Individuals with Alzheimer's disease (AD) present poor immediate primacy recall accompanied by intact or exaggerated recency, which then tends to decline after a delay. Bruno et al. (Journal of Clinical and Experimental Neuropsychology, Vol. 38, 2016, pp. 967–973) have shown that higher ratio scores between immediate and delayed recency (i.e. the recency ratio; Rr) are associated with cognitive decline in high-functioning older individuals. We tested whether Rr predicted conversion to early mild cognitive impairment (early MCI) from a cognitively healthy baseline.
Design:
Data were analyzed longitudinally with binomial regression. Baseline scores were used to predict conversion to early MCI after approximately nine years.
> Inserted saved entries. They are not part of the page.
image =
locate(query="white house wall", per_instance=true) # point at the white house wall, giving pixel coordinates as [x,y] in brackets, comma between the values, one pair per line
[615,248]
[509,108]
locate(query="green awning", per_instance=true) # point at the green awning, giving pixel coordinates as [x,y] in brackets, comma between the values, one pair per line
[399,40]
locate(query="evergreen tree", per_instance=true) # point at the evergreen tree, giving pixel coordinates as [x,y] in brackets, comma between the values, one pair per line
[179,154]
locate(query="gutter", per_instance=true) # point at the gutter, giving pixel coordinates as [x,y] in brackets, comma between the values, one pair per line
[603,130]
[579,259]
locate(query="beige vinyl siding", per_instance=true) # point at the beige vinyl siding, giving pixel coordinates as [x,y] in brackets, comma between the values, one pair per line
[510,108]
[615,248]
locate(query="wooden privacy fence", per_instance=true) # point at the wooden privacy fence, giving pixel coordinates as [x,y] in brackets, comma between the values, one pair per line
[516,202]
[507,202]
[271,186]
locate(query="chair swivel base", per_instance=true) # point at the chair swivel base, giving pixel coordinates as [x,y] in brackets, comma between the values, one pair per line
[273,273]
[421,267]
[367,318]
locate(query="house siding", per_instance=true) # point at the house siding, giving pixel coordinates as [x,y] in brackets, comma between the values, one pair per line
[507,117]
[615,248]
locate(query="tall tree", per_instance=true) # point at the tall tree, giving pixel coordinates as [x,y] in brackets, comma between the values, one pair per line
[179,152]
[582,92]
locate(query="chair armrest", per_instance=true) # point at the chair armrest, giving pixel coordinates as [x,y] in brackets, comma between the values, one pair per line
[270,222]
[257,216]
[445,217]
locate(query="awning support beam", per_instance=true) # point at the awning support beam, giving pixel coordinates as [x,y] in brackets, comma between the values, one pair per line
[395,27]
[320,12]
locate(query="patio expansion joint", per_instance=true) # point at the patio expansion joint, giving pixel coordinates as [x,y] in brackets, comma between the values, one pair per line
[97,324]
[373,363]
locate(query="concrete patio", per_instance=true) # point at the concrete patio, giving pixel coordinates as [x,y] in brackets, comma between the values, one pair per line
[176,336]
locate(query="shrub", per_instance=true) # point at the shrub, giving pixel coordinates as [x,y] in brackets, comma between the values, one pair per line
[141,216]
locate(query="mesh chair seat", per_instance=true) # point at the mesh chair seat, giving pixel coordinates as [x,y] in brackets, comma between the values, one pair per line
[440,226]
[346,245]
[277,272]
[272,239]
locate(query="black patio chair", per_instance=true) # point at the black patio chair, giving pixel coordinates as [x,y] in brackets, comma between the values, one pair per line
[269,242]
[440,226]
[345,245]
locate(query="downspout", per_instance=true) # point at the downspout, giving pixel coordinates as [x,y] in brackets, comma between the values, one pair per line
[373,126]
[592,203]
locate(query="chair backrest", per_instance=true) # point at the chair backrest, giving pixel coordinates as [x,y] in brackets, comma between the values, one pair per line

Setting: Data were collected at the Wisconsin Registry of Alzheimer's Prevention, in Madison, Wisconsin.
Participants:
For the study, 427 individuals were included in the analysis; all participants were 50 years of age or older and cognitively intact at baseline, and were native English speakers.
Measurements:
Memory data were collected using the Rey's Auditory Verbal Learning Test, and the early MCI diagnosis was obtained via consensus conference.
Results:
Our results showed that higher Rr scores are correlated with greater risk of later early MCI diagnosis, and this association is independent of total recall performance.
Conclusions:
Rr is an emerging cognitive marker of cognitive decline.